I have the following exercise, how many ways are there two rearrange the letters in the word “apple”. I know that the answer will be $5!/2$, as we have $5!$ permutations, but as we have $2$ "p"s we counted twice every different permutation.
I would like to get the same result using a more formal argument. We had in the lecture the following argument (which is I think used implicitly in my argumentation):
Let $Y,X$ be sets. Suppose we have a disjoint partition $ Y = \dot\bigcup_{x\in X} Y_x$ with $\#Y_x =m$. Then $\#X = \frac{\#Y}{m}$. Am I right that this is used implicitly and what are my $Y_x$ precisely.
To answer your question, yes, the theorem you mentioned is being used implicitly. Here are the details of how that theorem is applied to "APPLE" permutation problem.
$Y$ is the set of permutations of the word $AP_1P_2LE$. All letters are distinct, since $P_1$ and $P_2$ have been given labels that distinguish them. Therefore, $\#Y=5!$.
$X$ is the set of permutations of the word $APPLE$, where the two copies of $P$ are identical.
For each $x\in X$, we let $Y_x$ be the two resulting words that result from labeling the $P$'s in $x$ in two different ways.
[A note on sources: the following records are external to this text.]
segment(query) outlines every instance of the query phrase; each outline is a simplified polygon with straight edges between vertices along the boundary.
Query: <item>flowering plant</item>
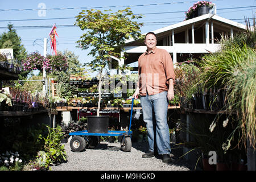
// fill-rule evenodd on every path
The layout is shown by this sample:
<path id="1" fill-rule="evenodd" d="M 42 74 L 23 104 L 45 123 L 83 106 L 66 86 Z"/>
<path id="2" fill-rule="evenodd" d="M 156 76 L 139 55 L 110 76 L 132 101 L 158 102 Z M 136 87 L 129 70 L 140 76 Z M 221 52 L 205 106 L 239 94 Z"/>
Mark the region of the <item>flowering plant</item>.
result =
<path id="1" fill-rule="evenodd" d="M 19 156 L 18 152 L 13 153 L 11 151 L 6 151 L 5 153 L 0 154 L 0 166 L 11 167 L 15 164 L 15 162 L 22 163 L 22 160 L 19 159 Z"/>
<path id="2" fill-rule="evenodd" d="M 189 7 L 188 11 L 185 12 L 186 15 L 186 19 L 188 19 L 191 18 L 192 14 L 197 10 L 198 8 L 203 6 L 208 6 L 210 9 L 213 7 L 214 3 L 210 1 L 200 1 L 195 3 L 192 6 Z"/>
<path id="3" fill-rule="evenodd" d="M 23 61 L 23 70 L 32 71 L 38 69 L 43 71 L 44 66 L 47 73 L 55 71 L 66 71 L 68 68 L 67 58 L 61 54 L 48 56 L 45 57 L 39 53 L 34 52 L 27 56 Z"/>

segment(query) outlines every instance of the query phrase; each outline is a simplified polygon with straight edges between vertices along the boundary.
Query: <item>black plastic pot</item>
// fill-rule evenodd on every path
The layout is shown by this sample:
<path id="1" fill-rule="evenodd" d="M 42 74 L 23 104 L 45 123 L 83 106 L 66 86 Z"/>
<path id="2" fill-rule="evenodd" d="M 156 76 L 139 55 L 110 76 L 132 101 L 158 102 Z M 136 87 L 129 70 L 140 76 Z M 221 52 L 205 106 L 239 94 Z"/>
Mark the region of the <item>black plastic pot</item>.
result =
<path id="1" fill-rule="evenodd" d="M 108 133 L 109 131 L 108 115 L 87 116 L 87 130 L 88 133 Z"/>

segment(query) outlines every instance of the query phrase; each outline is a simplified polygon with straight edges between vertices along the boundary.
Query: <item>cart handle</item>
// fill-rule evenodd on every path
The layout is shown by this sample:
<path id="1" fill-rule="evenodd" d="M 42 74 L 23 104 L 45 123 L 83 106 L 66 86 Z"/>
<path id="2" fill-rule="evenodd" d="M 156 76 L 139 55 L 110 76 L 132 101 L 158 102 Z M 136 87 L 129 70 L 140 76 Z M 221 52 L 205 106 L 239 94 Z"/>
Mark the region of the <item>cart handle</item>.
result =
<path id="1" fill-rule="evenodd" d="M 134 97 L 133 97 L 133 98 L 126 98 L 126 101 L 131 100 L 132 99 L 136 100 L 136 98 L 135 98 Z"/>
<path id="2" fill-rule="evenodd" d="M 131 115 L 130 116 L 129 132 L 131 131 L 131 117 L 133 116 L 133 101 L 134 101 L 134 97 L 133 97 L 129 100 L 131 100 L 131 99 L 132 100 L 132 101 L 131 101 Z"/>

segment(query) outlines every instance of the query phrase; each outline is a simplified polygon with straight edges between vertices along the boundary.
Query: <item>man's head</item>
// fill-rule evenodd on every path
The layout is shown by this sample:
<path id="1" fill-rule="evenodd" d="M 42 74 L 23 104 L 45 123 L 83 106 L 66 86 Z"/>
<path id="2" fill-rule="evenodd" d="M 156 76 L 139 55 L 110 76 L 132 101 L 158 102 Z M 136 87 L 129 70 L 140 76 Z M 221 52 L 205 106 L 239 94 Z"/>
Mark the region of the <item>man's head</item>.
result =
<path id="1" fill-rule="evenodd" d="M 146 34 L 144 43 L 147 46 L 148 51 L 152 50 L 156 46 L 156 36 L 155 33 L 150 32 Z"/>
For example, if $x=PAPEL$, then $Y_x=\{P_1AP_2EL,\;P_2AP_1EL\}$. Note that each $\#Y_x=2!$, because there are $2$ copies of the letter $P$ in each rearrangement, which can be labeled with $1$ and $2$ in $2!$ ways.
Since $Y$ is the disjoint union of $Y_x$ over all possible $x\in X$, we conclude that $\#X=\#Y/\#Y_x=5!/2!$.